The latest sale means the government has so far raised more than 13 billion pounds ($20 billion) from selling its shares in the bank, having pumped 20.5 billion pounds into Lloyds during the 2007/09 financial crisis leaving it with a 43 percent stake.
Finance minister George Osborne has said he wants to return Britain’s banking assets to the private sector at a faster pace and is also looking to sell at least three quarters of the government’s stake in Royal Bank of Scotland (RBS.L) over the next five years.
Since last December, Britain’s shares in Lloyds have been sold on the stock market by Morgan Stanley (MS.N) through a trading plan that allows for regular disposals provided the price is above the government’s target of 73.6 pence per share.
That has enabled the government to accelerate the rate of selling its shares and its stake has fallen to 14.9 percent from 24.9 percent at the start of the plan.
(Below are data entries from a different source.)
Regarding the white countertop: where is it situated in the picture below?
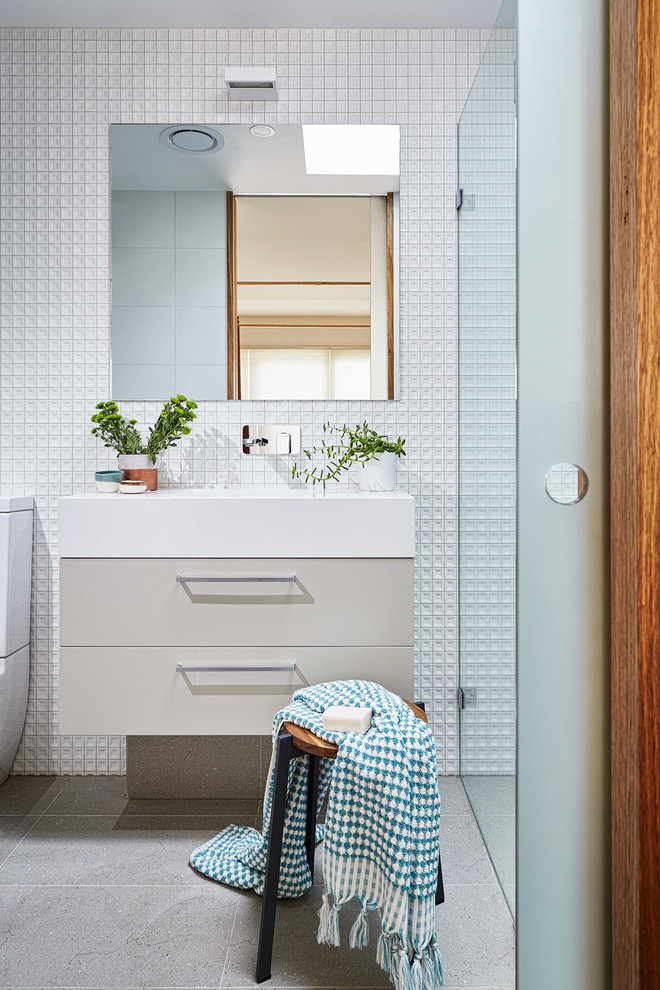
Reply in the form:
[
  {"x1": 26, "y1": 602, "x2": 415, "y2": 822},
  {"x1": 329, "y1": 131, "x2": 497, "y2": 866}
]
[{"x1": 59, "y1": 486, "x2": 414, "y2": 558}]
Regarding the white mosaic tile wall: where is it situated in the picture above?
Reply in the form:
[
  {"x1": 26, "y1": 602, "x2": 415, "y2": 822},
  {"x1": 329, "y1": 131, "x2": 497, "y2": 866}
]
[
  {"x1": 0, "y1": 29, "x2": 488, "y2": 774},
  {"x1": 458, "y1": 28, "x2": 516, "y2": 774}
]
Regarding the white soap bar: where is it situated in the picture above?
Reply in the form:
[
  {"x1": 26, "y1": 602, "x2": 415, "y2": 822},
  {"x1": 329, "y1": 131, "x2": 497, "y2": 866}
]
[{"x1": 323, "y1": 705, "x2": 372, "y2": 735}]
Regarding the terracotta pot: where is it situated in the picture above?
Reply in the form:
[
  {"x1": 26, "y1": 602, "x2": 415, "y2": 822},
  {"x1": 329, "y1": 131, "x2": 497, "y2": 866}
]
[{"x1": 117, "y1": 454, "x2": 158, "y2": 492}]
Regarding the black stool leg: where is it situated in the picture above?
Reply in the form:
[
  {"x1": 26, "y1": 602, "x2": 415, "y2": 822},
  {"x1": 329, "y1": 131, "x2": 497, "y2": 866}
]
[
  {"x1": 415, "y1": 701, "x2": 445, "y2": 905},
  {"x1": 255, "y1": 732, "x2": 300, "y2": 983},
  {"x1": 435, "y1": 853, "x2": 445, "y2": 905},
  {"x1": 305, "y1": 753, "x2": 319, "y2": 883}
]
The plan is scheduled to run until the end of the year but its success raises the prospect that UK Financial Investments (UKFI), which manages the government’s stake, may close it early in order to hold back shares to offer to private retail investors.
The final sale could see the government offer around 4 to 5 percent of Lloyds shares to retail investors at a discount to the market price and could take place next March, according to industry sources.
The value of the government’s remaining stake stands at 9 billion pounds, based on the current share price. At 1445 GMT, Lloyds shares were up 1 percent at 86.49 pence.
Osborne is determined to sell some of the shares to retail investors, mirroring the 1980s privatisation drive of then Prime Minister Margaret Thatcher aimed at encouraging ordinary Britons to invest in companies.
Lloyds is attractive to private investors because of the dividends it is expected to pay out in the coming years. Prior to its bailout, it was one of the highest dividend paying stocks in Britain, handing over half its profit to shareholders in 2005 and 2006.
The plans to return at least 50 percent of its sustainable earnings to shareholders and that could include extra one-off dividends, further increasing its appeal to retail investors.
Lloyds still faces outstanding issues that could yet cause a rethink to the sale plans, including a review of the industry by Britain’s competition watchdog and the mounting bill of compensating customers mis-sold loan insurance, for which Lloyds has already set aside 12 billion pounds.